How Is It Even POSSIBLE To Go That Slow?

This morning, on my way to work, I got stuck behind some bitch going EXACTLY 30 m.p.h. in a 30 m.p.h. zone. Now, WTF is up with that? 30 doesn’t mean 30, it means 35, minimum. EVERYBODY knows that.

And she was driving a Mercedes Benz C230 Kompressor. Kompressor means “supercharger” in the German. Supercharger, as in “I’m a gas pedal, press me hard, and press me often!”

Not this Speedball Clucker. No sir. She’s going 30, and not a speck over. And she slowed down as I got closer.

She’s lucky I didn’t pull her over, make a citizen’s arrest for driving like an old lady, and impound her car. I could use a Mercedes Benz C230 Kompressor. Who couldn’t?

Apparently, she couldn’t.

And these people that drive like this always, ALWAYS drive with both hands firmly on the wheel, staring straight ahead, as if it requires every fiber of their brain and body to keep the car pointed in the right direction. Move just one finger off the wheel, and the car may go into a sideways skid, careen up on two wheels, and tip over. You just never know!

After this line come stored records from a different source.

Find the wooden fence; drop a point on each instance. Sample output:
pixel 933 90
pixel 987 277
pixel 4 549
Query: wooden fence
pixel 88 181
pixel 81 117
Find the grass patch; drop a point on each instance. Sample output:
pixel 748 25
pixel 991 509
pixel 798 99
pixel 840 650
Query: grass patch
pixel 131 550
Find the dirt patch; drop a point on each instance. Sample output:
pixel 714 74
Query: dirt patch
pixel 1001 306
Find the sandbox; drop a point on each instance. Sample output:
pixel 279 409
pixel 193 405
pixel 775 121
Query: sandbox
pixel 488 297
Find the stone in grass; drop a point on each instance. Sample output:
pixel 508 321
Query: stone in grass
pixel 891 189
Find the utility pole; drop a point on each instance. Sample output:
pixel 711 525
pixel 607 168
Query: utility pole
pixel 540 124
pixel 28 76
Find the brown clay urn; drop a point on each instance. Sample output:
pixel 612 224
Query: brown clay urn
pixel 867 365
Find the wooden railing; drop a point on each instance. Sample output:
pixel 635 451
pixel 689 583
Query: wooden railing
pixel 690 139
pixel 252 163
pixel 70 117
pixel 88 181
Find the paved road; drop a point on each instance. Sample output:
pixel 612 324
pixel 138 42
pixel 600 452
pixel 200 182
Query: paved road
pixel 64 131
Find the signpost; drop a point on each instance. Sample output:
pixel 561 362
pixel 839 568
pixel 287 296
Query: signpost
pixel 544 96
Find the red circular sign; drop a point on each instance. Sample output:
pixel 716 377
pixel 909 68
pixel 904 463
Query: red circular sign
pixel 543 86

I always wonder what is going on in the brains of these people. Are they drunk? Stoned? Medicated into submission? Depressed? Asleep? Overly literal in their speed limit interpretation habits? Addled? Or just plain defiant and independent?

Who knows? All I know is, they are slow and in the way. And so, I must make merciless fun of them. It’s what I do.

  1. Cy said:

    It is good that you are able to laugh at your misogyny and irresponsible attitude to road safety in full admission of your error. This is the starting point of reinstatement. Now get to an abandoned airfield and smash yourself up. Musing in the hospital is the second stage. It was most unpleasent reading your piece. It was excellently shaming to me for all the speeding on the motorbike when I had it. I cannot think of anything else helpful to say. Good luck with the healing.

  2. Relax. It’s hyperbole. Perhaps you’ve heard of it.

  3. tony said:

    Maybe she recently received a DUI, or was transporting a pound of Marijuna? Just sayin. Perhaps she was putting on her make-up?

  4. Cy said:

    Yes I had heard of hyperbole. But your piece was so superbly done that I simply could not quite make up my mind whether you were expressing your true feelings whilst pretending to be pretending, or not. I suspected not, but could I take the chance? Could I miss the opportunity to get back at the boy-racers who zonk along with psychopathic disregard for men, ladies, children and babies? Never mind they were abused from birth and given no self-worth. Anyway, now I can pretend I also was kidding. Wait a minute, I was. (As far as I can remember.) Of course, many a true word is spoken in jest, or as a test. I have also heard of the Plateau of Patagonia and Hydrogen Sulphide. Ta very much for responding. again.

  5. In 30 years of driving, I’ve had a total of 3 tickets, and 2 very minor fender-benders at 5 mph.